Spyware writers are targeting holiday revelers with a variety of goodies, including Christmas screensavers, games, interactive greeting cards and widgets that create cute little customizable gift tags or turn the curser into a Christmas tree. Despite their innocent appearance, many deliver a hidden payload to spy on the unsuspecting user's computer online activity.
Most of these are geared toward children, but adults can also get suckered into downloading these programs. That includes those doing personal work on unprotected laptops or home PCs connected to the corporate network.
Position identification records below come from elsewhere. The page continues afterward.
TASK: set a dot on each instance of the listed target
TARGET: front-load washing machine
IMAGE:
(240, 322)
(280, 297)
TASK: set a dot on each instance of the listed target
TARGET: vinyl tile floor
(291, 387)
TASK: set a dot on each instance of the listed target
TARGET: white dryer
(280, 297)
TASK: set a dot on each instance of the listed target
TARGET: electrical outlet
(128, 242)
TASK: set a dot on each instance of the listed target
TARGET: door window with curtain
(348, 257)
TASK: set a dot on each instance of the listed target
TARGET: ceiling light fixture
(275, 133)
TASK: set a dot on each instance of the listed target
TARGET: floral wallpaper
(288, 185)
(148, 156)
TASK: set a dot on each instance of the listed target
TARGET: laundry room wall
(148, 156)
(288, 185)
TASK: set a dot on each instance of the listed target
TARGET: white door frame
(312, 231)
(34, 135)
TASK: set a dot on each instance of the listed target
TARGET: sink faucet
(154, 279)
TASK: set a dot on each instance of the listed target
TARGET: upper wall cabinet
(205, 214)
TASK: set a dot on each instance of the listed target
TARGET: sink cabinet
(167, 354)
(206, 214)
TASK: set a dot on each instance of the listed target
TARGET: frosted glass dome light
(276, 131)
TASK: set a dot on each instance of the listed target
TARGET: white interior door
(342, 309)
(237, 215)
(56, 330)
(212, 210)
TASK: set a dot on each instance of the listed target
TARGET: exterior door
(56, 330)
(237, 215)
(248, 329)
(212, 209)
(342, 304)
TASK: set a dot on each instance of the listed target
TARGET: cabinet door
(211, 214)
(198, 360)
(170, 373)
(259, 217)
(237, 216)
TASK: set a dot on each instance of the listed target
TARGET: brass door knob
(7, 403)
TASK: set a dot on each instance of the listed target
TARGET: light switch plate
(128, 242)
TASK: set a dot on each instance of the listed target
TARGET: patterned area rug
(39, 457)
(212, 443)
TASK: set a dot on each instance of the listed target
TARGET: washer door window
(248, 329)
Both situations could put a company at risk.
"This is a new trend where the spyware companies are moving away from traditional methods of disseminating their software because users are have become more aware of their tactics," said Rick Carlson, vice president of sales and marketing for Aluria Software Inc., an antispyware vendor that has published a list of some of the worst offenders. "So instead, the spyware vendors are going after specific events and more vulnerable users."
Another emerging tactic is to embed spyware in pirated movies or evaluation software that has been tinkered with to work beyond the expiration date, according to Lake Mary, Fla.-based Aluria Software LLC, which is owned by ISP Earthlink Inc.
For instance, Aluria warns, marketing firm Integrated Search Technologies embeds its browser plugins ISTBar and YoursiteBar into downloads that look like movies, songs or software. Such a download may or may not include the actual files requested.
Spyware vendors are also targeting teens with game cheats, song lyrics and MP3 files containing spyware. In fact, peer-to-peer sites are awash with unsafe software -- a situation not only bothersome to users, but also to legitimate video and game-software providers such as AtomFilms.com that also suffer economically.
"There's no credible certification program available where we can be certified as a site that does not distribute malware," said Scott Roesch, vice president and general manager of AtomFilms, a subsidiary of San Francisco-based AtomShockwave Inc. "It's a real nuisance because people might visit our site and then visit a site where they pick up the spyware, and then they blame us."
While much of the spyware is little more than a nuisance to users, increasingly so-called research-ware vendors such as Reston, Va.-based ComScore Networks Inc. are rerouting electronic commerce purchases through their servers so that they can collect data, including the amount of money spent on specific sites. Such "researchware," while not illegal, often operates without the user's full knowledge because of confusing eulas.
"We're noticing a division between the two different types of spyware vendors," said Joe Telafici, director of operation with Santa Clara, Calif.-based McAfee Inc.'s AVERT Research Center. "On the one hand, companies like Claria are making positive moves to clean up their act, and on the other there's a growing number of vendors who are moving toward organized crime."
That is why this area of e-commerce has drawn more attention from the U.S. Secret Service, the agency responsible for both the protection of the President and the protection of U.S. currency. It is taking the lead by trying to stem the tide of credit card fraud and identity theft, fearing that it could devalue the nation's currency. The agency recommends that users install firewall, virus- and spyware-protection software, and update other software regularly.
Lorie Lewis, a member of the Secret Service Public Affairs office, said it's never wise to download items from unknown sources.
"You could be downloading a keylogger, Trojan or backdoor without knowing it," Lewis said.